Yeah... ummm... emusic is a monthly service fee.

First, You can't just go there and buy music. It works like cellular minutes or Netflix. You have to have a monthly membership. If you don't use your credits each month you loose them. That's not really what people are looking for. Some sort of BMG music club thing. I don't think so.

Second, it's not like they have a wide range of musicians.

Maybe you're thinking of AllofMp3.com

Third, It has no variable pricing.

Four, it has 10% of the digital marketplace.

And

Five.... it it HASN't Captured the market and netier has apple. Apple's got 80-90% of shite, and emusic has the other 10% of shite.

Apple sells almost as many ipods as they do songs... are we to believe everyone who has an ipod only listens to three songs!? There's zillions of mp3 players out there and they must have Something on them, right!?

Shit... are you honestly telling me that there's no demand for people selling mp3's!?

That emusic and apple have completely saturated the fucking market!?

That the market will never get any larger.

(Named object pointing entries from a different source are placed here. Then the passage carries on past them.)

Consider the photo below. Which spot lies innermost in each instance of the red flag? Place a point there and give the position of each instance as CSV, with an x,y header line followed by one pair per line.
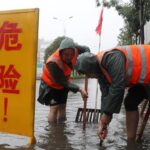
x,y
99,26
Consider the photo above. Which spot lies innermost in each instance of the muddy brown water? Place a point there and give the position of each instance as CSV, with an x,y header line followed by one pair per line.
x,y
70,135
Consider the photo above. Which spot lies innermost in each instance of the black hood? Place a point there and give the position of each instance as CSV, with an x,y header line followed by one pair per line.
x,y
87,63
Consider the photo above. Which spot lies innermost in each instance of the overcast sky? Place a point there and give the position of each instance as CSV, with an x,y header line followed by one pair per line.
x,y
81,27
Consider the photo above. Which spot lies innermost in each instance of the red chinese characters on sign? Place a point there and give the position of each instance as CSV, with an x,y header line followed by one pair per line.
x,y
9,78
9,34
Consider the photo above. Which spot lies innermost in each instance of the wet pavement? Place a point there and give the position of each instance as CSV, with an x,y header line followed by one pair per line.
x,y
70,135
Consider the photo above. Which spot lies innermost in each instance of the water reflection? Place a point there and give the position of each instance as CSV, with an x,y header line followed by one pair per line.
x,y
70,135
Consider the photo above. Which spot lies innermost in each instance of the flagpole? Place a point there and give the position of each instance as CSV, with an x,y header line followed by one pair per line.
x,y
98,31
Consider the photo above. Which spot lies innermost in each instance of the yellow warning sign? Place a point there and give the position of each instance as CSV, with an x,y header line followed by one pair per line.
x,y
18,52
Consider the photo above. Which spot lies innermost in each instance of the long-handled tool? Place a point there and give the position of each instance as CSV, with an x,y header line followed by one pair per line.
x,y
144,122
85,103
87,115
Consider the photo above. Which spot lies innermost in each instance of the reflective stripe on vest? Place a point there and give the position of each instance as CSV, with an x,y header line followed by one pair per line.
x,y
137,65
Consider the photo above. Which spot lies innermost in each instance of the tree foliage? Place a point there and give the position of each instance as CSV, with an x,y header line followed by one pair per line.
x,y
135,15
53,47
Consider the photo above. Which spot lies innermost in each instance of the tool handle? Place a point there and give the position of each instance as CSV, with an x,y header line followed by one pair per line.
x,y
85,103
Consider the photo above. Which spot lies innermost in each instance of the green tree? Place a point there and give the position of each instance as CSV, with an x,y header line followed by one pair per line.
x,y
53,47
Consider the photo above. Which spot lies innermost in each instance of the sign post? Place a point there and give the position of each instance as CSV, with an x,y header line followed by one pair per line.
x,y
18,53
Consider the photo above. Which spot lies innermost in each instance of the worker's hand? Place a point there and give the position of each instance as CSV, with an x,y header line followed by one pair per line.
x,y
84,94
102,128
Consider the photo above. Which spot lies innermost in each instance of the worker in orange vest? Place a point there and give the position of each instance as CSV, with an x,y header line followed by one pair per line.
x,y
55,80
116,69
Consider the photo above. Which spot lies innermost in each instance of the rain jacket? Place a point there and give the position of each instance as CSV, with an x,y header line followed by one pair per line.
x,y
56,74
118,68
122,67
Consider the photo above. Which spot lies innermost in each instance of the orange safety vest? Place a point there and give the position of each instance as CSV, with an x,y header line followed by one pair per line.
x,y
137,64
55,57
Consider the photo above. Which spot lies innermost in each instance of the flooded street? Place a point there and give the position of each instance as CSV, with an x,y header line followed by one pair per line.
x,y
70,135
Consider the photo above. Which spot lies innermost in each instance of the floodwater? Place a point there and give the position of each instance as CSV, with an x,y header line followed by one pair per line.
x,y
70,135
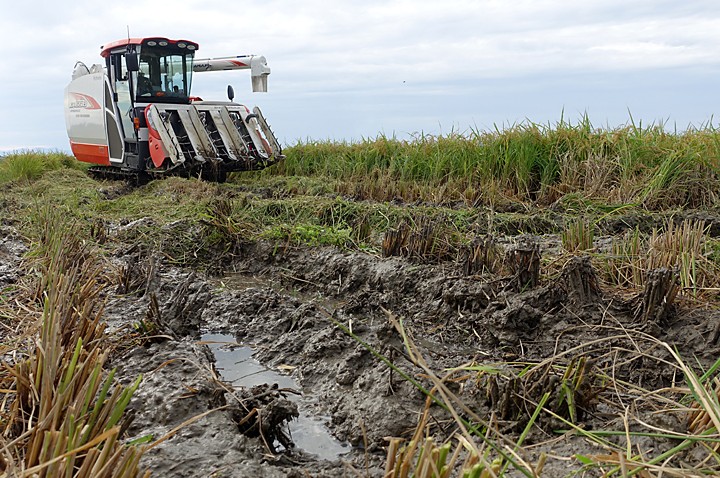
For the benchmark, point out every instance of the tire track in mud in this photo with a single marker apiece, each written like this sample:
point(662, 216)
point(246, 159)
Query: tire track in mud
point(282, 308)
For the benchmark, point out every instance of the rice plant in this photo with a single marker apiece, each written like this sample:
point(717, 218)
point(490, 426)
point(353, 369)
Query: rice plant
point(532, 162)
point(62, 412)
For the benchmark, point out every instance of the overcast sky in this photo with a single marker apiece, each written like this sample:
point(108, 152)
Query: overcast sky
point(347, 70)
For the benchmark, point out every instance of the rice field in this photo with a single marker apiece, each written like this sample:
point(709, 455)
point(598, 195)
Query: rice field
point(430, 199)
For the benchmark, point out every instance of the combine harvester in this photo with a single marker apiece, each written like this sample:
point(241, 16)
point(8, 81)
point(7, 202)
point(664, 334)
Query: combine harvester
point(134, 117)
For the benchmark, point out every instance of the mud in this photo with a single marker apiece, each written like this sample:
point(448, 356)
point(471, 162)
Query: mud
point(286, 305)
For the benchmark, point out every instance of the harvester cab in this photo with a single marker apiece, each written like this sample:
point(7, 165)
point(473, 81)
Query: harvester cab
point(135, 116)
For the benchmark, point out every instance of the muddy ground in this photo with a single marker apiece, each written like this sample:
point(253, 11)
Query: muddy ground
point(286, 303)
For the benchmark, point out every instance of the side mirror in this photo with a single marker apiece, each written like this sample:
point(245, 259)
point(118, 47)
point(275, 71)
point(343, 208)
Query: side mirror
point(131, 61)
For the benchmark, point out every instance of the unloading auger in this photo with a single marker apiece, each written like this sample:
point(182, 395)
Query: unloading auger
point(135, 116)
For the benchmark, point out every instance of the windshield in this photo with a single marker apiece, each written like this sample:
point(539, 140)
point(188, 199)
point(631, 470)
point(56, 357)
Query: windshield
point(164, 72)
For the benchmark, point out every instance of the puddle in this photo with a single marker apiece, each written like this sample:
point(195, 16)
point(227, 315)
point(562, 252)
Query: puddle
point(236, 365)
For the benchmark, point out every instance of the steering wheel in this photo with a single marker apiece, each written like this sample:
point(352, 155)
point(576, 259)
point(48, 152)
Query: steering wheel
point(144, 85)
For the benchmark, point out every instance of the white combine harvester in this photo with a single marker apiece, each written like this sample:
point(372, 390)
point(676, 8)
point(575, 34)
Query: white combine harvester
point(135, 117)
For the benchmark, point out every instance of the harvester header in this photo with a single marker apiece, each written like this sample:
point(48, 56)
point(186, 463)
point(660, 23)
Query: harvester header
point(135, 115)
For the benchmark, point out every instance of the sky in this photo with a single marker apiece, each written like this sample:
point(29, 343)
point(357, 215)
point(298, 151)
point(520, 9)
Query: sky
point(348, 70)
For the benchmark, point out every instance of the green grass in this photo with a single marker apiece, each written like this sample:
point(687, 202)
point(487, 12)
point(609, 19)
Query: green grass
point(31, 165)
point(527, 162)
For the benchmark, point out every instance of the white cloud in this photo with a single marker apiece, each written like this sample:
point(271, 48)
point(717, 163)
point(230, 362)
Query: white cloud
point(327, 54)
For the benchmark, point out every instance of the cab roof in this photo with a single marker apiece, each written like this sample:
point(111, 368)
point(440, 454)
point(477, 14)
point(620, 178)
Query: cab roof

Or am I missing your point somehow?

Is this some sarcastic slant about emusic not getting a fair shake?

eMusic even without DRM is a walled garden. You go to their website and you can't see a DAMN thing, not a thing unless you signup and give them a credit card! WHat if Amazon.com and Ebay hid all their merchandise behind a paywall so you couldn't even browse or link to.

This is exactly what iTunes AND eMusic are doing... the only difference is one has DRM free music. It's still the stupidest god damn ecommerce site on the web.

Oye! Just because eMusic isn't DRM doesn't mean that it's done everything right and immediately in six months captured the whole market.

It's taken one step, albiet one big step in the right direction. It's got about nine more to go.

Anonymous said...

Interesting rebut to my throw away sarcasm.

Here's what I was trying to say:

Currently the market for Indie Rock in mp3 format is taken completely by emusic.com. The article stated that "the likely first movers" would be Indie labels. There's no real evidence that there will ever be anything more than that on Amazon.

So in the beginning and perhaps for a long while, all it will do will cut into emusic's market share, which isn't so tremendous in the first place. Perhaps it will grow it a bit by providing more convenient service, but I'm afraid the best it could do is hurt emusic.

Also, I think you're throwing the word "Walled Garden" around a bit too much these days. Every album on emusic can be browsed, sampled and linked to through a standard web browser without being logged in.